Nach Plutarch das zweite delphische Rätsel, worüber er eine eigene Schrift verfasste (Moralia). Nach ihm war der Buchstabe E, der im Tempel von Delphi hing, sehenswert wie eine Weihegabe, der man eine besondere Kraft zusprach. Immer wieder nach der Bedeutung des delphischen E gefragt, bietet Plutarch schließlich sieben Deutungen an:

E (epsilon) ist 1. der fünfte Buchstabe im Alphabet und steht auch als Zahlzeichen für „fünf“. 2. symbolisiert E als zweiter Vokal im Alphabet die Sonne als zweiten Planeten, der > Apollon gleichgesetzt ist. 3. steht E, das als EI ausgesprochen wurde, für „wenn“ und stellt damit die meisten Anfragen an das Orakel dar. 4. wird EI = „wenn, wenn doch“ oft bei Gebeten verwendet. 5. wird „wenn“ in der Logik oft zur Konstruktion eines Syllogismus gebraucht. 6. ist 5 eine bedeutsame Zahl in Mathematik, Philosophie und Musik, und da die geraden Zahlen als weiblich und die ungeraden als männlich gedeutet werden, bezeichnet 5 als Summe von 2 und 3 die Ehe der beiden. 7. EI bedeutet als Verb „du bist“ und wird von den Klienten als Ausdruck von Apollons Unsterblichkeit verwendet (Plutarch: Moralia 384-394).

Zu Plutarchs Zeit soll es das delphische E seit langem gegeben haben.

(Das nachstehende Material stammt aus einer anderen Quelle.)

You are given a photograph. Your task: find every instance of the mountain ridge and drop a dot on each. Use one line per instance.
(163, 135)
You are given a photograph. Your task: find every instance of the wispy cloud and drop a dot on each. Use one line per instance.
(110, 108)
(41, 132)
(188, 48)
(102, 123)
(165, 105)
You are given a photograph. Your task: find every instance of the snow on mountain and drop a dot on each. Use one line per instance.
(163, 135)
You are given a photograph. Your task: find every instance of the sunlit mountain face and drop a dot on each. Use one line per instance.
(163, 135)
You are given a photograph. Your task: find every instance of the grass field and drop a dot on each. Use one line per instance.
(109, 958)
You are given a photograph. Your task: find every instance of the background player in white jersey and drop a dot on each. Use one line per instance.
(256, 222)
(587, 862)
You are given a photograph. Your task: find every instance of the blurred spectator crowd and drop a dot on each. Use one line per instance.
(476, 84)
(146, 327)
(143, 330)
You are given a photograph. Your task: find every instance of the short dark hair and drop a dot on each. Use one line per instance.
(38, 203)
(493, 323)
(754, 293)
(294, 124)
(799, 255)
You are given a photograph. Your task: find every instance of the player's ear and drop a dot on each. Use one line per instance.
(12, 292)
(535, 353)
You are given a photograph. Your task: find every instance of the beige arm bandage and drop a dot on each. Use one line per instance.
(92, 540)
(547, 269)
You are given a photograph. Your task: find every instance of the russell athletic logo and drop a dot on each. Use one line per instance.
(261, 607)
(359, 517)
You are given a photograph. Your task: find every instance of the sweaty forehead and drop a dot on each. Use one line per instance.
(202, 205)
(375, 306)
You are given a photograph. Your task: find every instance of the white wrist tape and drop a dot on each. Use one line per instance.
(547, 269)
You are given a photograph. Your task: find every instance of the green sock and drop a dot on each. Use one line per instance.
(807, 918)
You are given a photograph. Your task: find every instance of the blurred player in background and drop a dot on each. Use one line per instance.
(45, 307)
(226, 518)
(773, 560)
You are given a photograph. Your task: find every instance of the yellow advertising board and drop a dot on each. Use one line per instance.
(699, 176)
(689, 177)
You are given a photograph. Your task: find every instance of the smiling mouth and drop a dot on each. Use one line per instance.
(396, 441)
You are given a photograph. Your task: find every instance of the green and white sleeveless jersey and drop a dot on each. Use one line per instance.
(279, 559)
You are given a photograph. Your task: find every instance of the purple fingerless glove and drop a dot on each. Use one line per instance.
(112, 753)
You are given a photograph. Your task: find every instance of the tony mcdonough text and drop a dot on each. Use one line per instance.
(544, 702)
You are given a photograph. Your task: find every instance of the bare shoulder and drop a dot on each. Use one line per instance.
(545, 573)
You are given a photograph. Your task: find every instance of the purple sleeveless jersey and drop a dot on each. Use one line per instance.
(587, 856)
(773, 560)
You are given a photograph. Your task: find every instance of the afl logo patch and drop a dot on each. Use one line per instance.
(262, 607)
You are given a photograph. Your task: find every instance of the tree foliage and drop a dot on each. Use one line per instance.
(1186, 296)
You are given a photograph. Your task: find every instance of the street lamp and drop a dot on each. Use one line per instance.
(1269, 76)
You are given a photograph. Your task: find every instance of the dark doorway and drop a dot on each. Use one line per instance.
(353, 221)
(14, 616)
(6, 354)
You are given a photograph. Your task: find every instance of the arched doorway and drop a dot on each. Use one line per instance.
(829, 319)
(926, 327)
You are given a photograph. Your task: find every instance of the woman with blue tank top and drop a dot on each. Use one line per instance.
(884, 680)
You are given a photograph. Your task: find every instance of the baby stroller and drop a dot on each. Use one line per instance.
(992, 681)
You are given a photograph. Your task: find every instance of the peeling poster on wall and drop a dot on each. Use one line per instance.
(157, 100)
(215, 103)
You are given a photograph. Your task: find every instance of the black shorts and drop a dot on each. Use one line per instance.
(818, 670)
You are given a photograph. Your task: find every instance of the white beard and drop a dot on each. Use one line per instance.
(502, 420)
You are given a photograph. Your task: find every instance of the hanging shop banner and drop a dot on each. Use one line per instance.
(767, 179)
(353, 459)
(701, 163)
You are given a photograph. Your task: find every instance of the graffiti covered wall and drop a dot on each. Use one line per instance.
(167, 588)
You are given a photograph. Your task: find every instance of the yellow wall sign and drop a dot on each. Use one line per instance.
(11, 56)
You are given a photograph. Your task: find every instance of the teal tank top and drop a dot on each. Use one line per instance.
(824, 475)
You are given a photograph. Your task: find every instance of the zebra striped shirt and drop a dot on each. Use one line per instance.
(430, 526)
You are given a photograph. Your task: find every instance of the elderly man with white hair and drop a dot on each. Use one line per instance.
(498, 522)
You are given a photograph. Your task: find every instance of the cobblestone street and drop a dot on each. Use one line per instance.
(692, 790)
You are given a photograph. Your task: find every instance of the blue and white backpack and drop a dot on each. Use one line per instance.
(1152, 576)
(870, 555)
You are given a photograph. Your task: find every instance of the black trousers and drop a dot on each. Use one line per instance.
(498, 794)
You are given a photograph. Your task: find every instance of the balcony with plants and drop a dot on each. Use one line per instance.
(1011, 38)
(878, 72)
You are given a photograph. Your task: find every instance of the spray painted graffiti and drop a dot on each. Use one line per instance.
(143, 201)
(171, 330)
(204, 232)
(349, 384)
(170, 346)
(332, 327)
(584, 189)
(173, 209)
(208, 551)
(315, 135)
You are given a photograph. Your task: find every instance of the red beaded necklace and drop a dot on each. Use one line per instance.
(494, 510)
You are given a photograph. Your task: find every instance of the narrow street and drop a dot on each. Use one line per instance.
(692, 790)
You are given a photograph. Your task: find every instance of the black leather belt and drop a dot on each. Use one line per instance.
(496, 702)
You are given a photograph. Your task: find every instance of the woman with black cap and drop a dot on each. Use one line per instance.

Das älteste soll aus Holz gewesen, dann durch das von den Athenern gestiftete bronzene E ersetzt worden sein. Und schließlich ließ Livia, die Gattin des Augustus, ein goldenes E anbringen (Plutarch: Moralia 385 F-386 A.). Augustus (27 v. Chr.-14 n. Chr.) verwendete goldene Buchstaben (litterae aureae) bei der Beschriftung seiner wichtigen Monumente zum Zeichen dafür, dass ein Goldenes Zeitalter angebrochen ist.
Nicht zuletzt finden sich Abbildungen des rätselhaften E auch auf Münzprägungen der römischen Kaiserzeit.

Lit.: Plutarchus: Moralia. Darf man Tiere essen? Stuttgart: Reclam, 2015; Rosenberger, Veit: Griechische Orakel: eine Kulturgeschichte. Darmstadt: Wiss. Buchges., 2001.